And yet, for centuries, our sages have been stressing unity as a cure for our trouble, and even the world’s troubles. “In Israel is the secret to the unity of the world” said Rav Avraham Yitzhak HaCohen Kook (the Raiah), the first Chief Rabbi of Israel. “When Israel have unity, there is no end to their attainment” wrote Rabbi Elimelech Weisblum of Lizhensk, Noam Elimelech [The Pleasantness of Elimelech].
Even more blatantly, “The prime defense against calamity is love and unity. When there are love, unity, and friendship between each other in Israel, no calamity can come over them. …Even if they worship idols, but there is bonding among them, and no separation of hearts, they have peace and quiet” wrote Rabbi Kalonymus Kalman Halevi Epstein, Maor VaShemesh [Light and Sun].
Regarding the healing of the world from its troubles, the great Rav Moshe Chaim Lozzatto (Ramchal) wrote, “Moses wished to complete the correction of the world at that time. This is why he took the mixed multitude, as he thought that thus would be the correction of the world that will be done at the end of correction … However, he did not succeed because of the corruptions that occurred along the way.” And Rav Yehuda Leib Arie Altar (ADMOR of Gur) wrote, “The children of Israel became responsible for the correction of the entire world… This is why it was said to them, ‘And you will be unto Me a kingdom of priests and a holy nation.’ …And it is to that that they replied, ‘That which the Lord has said, we shall do’—correct the whole of Creation. …In truth, everything depends on the children of Israel. As much as they correct themselves, all creations follow them.

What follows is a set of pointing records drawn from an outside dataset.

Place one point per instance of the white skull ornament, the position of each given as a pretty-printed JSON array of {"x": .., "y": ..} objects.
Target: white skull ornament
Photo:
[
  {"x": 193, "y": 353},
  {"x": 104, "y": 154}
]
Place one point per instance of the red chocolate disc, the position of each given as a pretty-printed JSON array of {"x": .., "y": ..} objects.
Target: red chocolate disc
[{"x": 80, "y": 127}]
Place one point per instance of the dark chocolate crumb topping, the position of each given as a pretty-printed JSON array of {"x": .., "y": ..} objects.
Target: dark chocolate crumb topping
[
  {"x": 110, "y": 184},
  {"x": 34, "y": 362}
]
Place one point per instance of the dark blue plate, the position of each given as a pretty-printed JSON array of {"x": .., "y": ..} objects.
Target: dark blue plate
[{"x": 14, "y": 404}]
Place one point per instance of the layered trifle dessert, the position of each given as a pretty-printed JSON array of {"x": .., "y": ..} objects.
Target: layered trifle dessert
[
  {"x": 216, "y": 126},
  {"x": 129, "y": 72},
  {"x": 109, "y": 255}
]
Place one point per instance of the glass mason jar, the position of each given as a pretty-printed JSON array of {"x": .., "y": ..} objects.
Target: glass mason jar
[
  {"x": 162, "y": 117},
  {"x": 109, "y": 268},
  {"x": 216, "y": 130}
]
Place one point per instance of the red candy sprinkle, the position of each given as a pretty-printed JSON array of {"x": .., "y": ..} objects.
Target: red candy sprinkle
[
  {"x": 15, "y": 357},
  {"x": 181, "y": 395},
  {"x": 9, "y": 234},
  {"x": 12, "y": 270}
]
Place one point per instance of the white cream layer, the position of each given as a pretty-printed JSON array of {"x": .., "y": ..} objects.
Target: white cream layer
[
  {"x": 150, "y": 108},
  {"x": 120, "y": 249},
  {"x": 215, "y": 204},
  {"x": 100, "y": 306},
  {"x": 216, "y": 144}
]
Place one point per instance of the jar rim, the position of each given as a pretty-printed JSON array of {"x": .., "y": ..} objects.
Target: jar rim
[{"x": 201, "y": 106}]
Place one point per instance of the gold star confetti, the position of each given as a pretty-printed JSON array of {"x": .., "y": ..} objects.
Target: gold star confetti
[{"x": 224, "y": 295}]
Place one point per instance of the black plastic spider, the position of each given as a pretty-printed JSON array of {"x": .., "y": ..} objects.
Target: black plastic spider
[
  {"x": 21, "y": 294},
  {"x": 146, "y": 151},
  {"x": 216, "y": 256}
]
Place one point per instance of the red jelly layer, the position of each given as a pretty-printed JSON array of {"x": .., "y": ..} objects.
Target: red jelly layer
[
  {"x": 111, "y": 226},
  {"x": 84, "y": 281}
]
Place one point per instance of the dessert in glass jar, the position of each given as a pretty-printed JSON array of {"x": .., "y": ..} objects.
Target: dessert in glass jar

As the students follow the rav [teacher] who corrects himself … similarly, the whole of Creation follows the children of Israel.”
So it isn’t for us that we have to unite. It is for the world! We have a task of being a role model of unity, and we are currently far from displaying it. I’m not saying it is easy, but I’m also not saying that we have to graze our differences to the point where we are all the same. Rather, we have to display unity above our differences. The more apparent our disputes, and the more we are united atop them, the better we do our task.
The world is looking at us all the time. We may not like it; we may not want to admit it. But it’s true. To date, I have had numerous encounters with anti-Semites. To all of them I have explained our role as Jews; none of them is still today an anti-Semite, and some are even fierce supporters of Israel (although admittedly, I did not intend this; it is more of an offshoot of acceptance of the role of Jews).
In the system of humanity, Jews are at the epicenter, albeit inadvertently. Everything we do or say is examined with a magnifying glass. So when we show unity, the nations will see it, and will stop blaming us for spreading ill will across the globe. I know it from experience.
I’d like to conclude with the words of my teacher’s great father, Baal HaSulam, “It is upon the Israeli nation to qualify itself and all the people of the world … to develop until they take upon themselves that sublime work of the love of others, which is the ladder to the purpose of Creation.”
This is why we must become like a bundle of reeds.